The question is how will the robot survive when the remote connection is down. Of course, it will depend on many factors, including OS, remote connection tool, its settings, etc., but as practice shows, robots are helpless when the whole desktop and mouse context are suddenly gone. The most common mistake is to underestimate these environmental issues at the very beginning of the automation project.
This leads to very “creative” solutions on later stages, when the simplicity of the script and parallel execution and other processes aimed at the durability of the script, are totally offset by the overcomplicated and unstable configuration of the test lab.
In conclusion, a decision to start an automation project, or buy a new super-clicking robot, can’t be made just by looking at the robot’s list of features. Software, which is supposed to be tested, needs proper analysis and skilled resources assigned to its project. The following can be used as a control checklist:
- What kind of controls are used in the target application? Does the tool support them? How many modifications are made to these controls? How difficult is the controls’ mapping process inside a robot?
- The robot can act, but how is the result going to be validated? Is all the data required for this purpose available to the robot?
- Can the robot itself control the backend? Do I have the tools to control the backend? Can these tools be easily synced with the robot?
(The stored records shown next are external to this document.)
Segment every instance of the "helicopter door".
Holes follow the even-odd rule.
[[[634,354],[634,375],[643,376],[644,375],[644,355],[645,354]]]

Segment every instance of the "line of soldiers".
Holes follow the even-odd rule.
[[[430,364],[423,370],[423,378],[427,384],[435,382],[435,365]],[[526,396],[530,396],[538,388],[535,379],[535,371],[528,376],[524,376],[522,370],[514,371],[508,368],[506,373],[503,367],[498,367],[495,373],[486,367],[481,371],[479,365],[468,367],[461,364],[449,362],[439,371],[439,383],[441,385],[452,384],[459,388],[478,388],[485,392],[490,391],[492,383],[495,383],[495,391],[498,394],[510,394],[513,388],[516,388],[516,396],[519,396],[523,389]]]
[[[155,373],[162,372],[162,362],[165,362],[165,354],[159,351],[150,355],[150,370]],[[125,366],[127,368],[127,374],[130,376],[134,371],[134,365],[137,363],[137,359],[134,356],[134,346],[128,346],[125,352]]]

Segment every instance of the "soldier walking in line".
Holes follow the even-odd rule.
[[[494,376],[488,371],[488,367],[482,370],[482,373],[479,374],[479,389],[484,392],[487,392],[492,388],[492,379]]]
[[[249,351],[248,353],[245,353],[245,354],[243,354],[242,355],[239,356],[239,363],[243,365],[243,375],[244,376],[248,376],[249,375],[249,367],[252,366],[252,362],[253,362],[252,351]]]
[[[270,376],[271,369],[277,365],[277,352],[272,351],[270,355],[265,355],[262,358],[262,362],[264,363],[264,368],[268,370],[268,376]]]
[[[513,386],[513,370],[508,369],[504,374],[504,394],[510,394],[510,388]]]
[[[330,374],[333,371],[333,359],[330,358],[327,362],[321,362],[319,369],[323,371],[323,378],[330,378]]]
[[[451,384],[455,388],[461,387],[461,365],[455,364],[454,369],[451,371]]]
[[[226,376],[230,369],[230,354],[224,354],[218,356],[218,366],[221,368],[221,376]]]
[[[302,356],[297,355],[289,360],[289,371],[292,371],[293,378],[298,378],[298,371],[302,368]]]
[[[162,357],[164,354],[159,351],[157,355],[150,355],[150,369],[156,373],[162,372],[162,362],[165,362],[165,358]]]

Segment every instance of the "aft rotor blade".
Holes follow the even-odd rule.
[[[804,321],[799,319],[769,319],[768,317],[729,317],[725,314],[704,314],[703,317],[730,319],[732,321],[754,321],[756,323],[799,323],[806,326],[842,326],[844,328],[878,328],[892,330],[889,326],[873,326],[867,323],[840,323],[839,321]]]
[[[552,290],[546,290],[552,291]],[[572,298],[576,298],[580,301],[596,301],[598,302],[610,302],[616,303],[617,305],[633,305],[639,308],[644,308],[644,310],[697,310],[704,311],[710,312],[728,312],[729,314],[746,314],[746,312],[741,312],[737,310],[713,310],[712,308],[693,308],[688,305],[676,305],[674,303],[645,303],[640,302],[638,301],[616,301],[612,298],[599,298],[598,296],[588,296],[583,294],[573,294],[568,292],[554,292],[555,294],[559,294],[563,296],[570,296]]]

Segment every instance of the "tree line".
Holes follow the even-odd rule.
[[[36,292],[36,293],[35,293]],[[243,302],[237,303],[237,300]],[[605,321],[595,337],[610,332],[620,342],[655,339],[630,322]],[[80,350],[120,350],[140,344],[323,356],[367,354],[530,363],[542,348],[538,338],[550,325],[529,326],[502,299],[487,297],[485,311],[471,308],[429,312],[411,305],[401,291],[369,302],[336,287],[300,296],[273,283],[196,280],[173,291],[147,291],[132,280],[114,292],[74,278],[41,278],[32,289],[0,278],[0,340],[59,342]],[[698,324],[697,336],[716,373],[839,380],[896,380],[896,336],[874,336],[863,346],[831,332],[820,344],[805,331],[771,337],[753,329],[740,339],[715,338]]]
- Do I have enough programming resources for that kind of project? (Just recording and replaying is a myth!) Is the application itself ready for automation? What exactly is required to make it ready?
- What is the application’s lifecycle? Would it be possible to execute the final test script at least 10 times? Is it possible to split everything into smaller parts and execute them in parallel?
- What environment will be used for testing? In case of virtualization/remote connection – is the robot compatible with the technologies which are going to be used?
If all of your questions have been answered, go ahead and start your own automation project, it has a good chance of being successful.
[1] In some programs you do not produce any storable result as in word-processors or graphics editors, they are built just for session-based work. For example: trading software, some games, or in the simplest case – calculators.